THE DIARY OF THE PLANT.
The little seedling we know to be growing, but the rate of its growth is far below anything we can directly perceive. How are we to magnify this so as to make it instantly measurable? What are the variations in this infinitesimal growth under external shock? what changes are induced by the action of drugs or poisons? will the action of poison change with the dose? Is it possible to counteract the effect of one by another?
Supposing that the plant does not give answers to external shock, what time elapses between the shock and the reply? Does this latent period undergo any variation with external conditions? Is it possible to make the plant itself write down this excessively minute time-interval?
Next, does the effect of the blow given outside reach the interior of the plant? If so, is there anything analogous to the nerve of the animal? If so, again, at what rate does the nervous impulse travel the plant? By what favourable circumstances will this rate of transmission become enhanced, and by what will be retarded or arrested? Is it possible to make the plant itself record this rate and its variations? Is there any resemblance between the nervous impulse in plants and animals? In the animal there are certain automatically pulsating tissues like the heart. Are there any such spontaneously beating tissues in a plant? What is the meaning of spontaneity? And lastly, when by the blow of death, life itself is finally extinguished, will it be possible to detect the critical moment? And does the plant then exert itself to make one overwhelming reply, after which response ceases altogether? Its autobiography can only be regarded as complete, if, with the help of efficient instruments, all these questions can be answered by it, so as to form the different chapters.

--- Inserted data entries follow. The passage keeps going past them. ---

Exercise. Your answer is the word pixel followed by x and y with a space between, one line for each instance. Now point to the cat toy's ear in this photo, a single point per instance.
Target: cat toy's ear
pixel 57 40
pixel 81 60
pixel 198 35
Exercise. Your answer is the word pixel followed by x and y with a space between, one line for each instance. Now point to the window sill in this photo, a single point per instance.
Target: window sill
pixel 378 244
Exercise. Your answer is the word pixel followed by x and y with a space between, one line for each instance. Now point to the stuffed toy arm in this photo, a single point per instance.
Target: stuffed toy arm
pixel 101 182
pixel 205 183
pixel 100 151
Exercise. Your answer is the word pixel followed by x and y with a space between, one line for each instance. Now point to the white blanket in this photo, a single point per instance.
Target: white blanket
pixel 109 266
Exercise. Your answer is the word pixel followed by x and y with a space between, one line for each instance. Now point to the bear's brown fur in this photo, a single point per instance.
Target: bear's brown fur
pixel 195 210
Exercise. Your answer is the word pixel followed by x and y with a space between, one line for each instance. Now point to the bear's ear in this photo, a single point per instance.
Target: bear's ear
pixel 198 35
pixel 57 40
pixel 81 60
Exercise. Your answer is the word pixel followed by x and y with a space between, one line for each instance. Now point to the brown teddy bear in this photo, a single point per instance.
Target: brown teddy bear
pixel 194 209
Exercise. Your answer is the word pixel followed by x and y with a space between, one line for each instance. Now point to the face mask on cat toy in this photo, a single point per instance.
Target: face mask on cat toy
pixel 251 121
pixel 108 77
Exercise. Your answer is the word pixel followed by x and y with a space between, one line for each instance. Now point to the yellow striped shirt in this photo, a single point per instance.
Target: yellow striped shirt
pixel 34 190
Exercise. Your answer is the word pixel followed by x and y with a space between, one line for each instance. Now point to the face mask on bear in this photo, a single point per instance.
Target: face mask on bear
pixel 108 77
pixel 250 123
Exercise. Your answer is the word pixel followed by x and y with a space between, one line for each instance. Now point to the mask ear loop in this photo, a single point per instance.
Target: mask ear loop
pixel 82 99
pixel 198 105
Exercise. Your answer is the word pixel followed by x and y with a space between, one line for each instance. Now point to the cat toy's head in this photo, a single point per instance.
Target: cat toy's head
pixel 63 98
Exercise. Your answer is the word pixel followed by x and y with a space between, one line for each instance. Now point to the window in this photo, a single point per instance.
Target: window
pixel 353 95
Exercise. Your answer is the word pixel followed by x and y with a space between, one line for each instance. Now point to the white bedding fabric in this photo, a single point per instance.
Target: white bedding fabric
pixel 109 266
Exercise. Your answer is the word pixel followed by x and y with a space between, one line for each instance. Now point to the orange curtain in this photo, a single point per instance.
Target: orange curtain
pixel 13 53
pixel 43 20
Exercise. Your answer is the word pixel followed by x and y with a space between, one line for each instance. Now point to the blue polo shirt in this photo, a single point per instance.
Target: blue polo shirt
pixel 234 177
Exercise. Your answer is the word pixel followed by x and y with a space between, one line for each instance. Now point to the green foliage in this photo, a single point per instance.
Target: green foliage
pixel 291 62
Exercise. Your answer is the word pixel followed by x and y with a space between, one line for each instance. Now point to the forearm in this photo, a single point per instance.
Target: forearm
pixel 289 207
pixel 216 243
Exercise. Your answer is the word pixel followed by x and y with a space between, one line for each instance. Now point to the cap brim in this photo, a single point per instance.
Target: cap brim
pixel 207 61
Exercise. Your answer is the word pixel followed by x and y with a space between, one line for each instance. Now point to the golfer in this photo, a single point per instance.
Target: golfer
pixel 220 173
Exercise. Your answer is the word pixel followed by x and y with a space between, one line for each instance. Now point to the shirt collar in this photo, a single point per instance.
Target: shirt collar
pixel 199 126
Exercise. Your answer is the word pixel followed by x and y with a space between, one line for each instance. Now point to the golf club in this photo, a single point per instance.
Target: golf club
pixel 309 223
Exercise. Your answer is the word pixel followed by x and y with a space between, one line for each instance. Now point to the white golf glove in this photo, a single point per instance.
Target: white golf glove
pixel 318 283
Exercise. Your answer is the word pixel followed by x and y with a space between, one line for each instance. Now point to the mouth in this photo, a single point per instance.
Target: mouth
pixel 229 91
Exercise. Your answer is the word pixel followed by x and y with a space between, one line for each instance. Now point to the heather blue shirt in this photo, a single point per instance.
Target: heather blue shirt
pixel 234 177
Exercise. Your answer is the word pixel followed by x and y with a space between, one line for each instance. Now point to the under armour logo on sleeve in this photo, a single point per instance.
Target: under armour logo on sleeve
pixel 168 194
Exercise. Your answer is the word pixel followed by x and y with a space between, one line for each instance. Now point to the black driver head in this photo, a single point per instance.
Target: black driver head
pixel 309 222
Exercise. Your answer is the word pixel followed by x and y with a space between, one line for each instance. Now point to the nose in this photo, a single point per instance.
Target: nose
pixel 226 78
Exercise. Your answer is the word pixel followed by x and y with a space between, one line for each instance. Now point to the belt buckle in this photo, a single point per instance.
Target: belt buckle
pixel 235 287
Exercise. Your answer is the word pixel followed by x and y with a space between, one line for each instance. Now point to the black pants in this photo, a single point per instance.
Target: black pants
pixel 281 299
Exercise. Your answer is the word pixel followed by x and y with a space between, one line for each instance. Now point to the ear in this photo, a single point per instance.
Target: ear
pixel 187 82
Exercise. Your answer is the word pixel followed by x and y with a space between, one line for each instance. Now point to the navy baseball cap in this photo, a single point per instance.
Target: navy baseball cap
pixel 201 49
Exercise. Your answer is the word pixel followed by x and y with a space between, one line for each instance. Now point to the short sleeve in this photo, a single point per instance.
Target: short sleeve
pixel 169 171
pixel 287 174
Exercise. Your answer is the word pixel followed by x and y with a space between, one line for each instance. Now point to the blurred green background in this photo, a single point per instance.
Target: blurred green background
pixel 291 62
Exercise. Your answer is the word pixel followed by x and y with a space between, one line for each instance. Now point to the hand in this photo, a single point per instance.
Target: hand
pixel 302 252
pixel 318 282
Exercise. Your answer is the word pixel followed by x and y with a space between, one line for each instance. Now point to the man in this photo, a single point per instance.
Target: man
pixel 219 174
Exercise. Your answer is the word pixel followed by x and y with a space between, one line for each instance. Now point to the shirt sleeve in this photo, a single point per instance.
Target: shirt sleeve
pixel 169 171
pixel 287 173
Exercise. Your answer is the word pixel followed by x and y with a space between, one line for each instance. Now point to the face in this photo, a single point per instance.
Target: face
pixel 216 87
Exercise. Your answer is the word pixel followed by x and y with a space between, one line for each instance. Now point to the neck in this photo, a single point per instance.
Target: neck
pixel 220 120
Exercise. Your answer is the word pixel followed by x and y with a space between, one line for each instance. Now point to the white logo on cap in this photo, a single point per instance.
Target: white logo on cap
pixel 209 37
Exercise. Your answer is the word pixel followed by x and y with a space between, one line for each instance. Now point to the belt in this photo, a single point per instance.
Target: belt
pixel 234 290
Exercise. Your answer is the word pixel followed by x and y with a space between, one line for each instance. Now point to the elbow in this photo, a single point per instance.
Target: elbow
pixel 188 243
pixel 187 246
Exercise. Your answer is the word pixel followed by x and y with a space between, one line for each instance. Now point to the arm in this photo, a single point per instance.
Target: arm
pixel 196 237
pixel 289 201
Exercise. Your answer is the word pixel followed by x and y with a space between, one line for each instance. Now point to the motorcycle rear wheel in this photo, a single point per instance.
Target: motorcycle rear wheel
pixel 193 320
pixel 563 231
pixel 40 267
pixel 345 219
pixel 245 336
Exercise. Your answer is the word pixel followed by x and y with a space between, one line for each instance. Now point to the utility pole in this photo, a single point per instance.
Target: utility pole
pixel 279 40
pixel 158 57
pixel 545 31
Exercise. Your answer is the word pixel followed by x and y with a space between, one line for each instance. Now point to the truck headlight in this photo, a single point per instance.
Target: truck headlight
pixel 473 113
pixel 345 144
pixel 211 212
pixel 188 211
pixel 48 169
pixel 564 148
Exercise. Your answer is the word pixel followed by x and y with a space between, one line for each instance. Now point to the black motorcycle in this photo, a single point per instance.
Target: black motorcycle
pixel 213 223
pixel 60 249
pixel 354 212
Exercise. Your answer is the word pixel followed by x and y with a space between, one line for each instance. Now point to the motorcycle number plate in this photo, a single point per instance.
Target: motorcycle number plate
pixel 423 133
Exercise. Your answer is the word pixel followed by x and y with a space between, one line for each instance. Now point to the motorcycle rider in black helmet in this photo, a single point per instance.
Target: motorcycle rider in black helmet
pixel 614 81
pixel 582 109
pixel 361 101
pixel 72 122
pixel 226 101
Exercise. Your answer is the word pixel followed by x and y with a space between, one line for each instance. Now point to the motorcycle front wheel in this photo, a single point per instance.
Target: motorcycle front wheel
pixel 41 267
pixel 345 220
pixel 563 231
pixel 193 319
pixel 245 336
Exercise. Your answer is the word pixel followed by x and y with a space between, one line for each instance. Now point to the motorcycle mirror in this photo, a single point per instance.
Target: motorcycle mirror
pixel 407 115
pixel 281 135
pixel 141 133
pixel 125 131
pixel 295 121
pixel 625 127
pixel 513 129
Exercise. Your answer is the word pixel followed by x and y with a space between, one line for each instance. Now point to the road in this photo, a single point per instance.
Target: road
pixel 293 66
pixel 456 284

"If the plant could have been made thus to keep its own diary, then the whole of its history might have been recovered!" But words like these are born of day dreams merely. Vague imaginings of this kind may furnish much gratification to an idle life. When, awaking from these pleasant dreams of science, we seek to actualise the conditions imposed by them, we find ourselves face to face with a dead wall. For the doorway of nature's court is barred with iron, and through it can penetrate no mere cry of childish petulance. It is only by the gathered force of many years of concentration, that the gate can be opened, and the seeker enter to explore the secrets that have baffled him so long.
DIFFICULTIES OF RESEARCH IN INDIA.
We often hear that without a properly equipped laboratory, higher research in this country is an absolute impossibility. But while there is a good deal in this, it is not by any means the whole truth. If it were all, then from these countries where millions have been spent on costly laboratories, we should have had daily accounts of new discoveries. Such news we do not hear. It is true that here we suffer from many difficulties, but how does it help us, to envy the good fortune of others? Rise from your depression! Cast off your weakness! Let us think, "In whatever condition we are placed, that is the true starting-point for us." India is our working-place, and all our duties are to be accomplished here, and nowhere else. Only he who has lost his manhood need repine.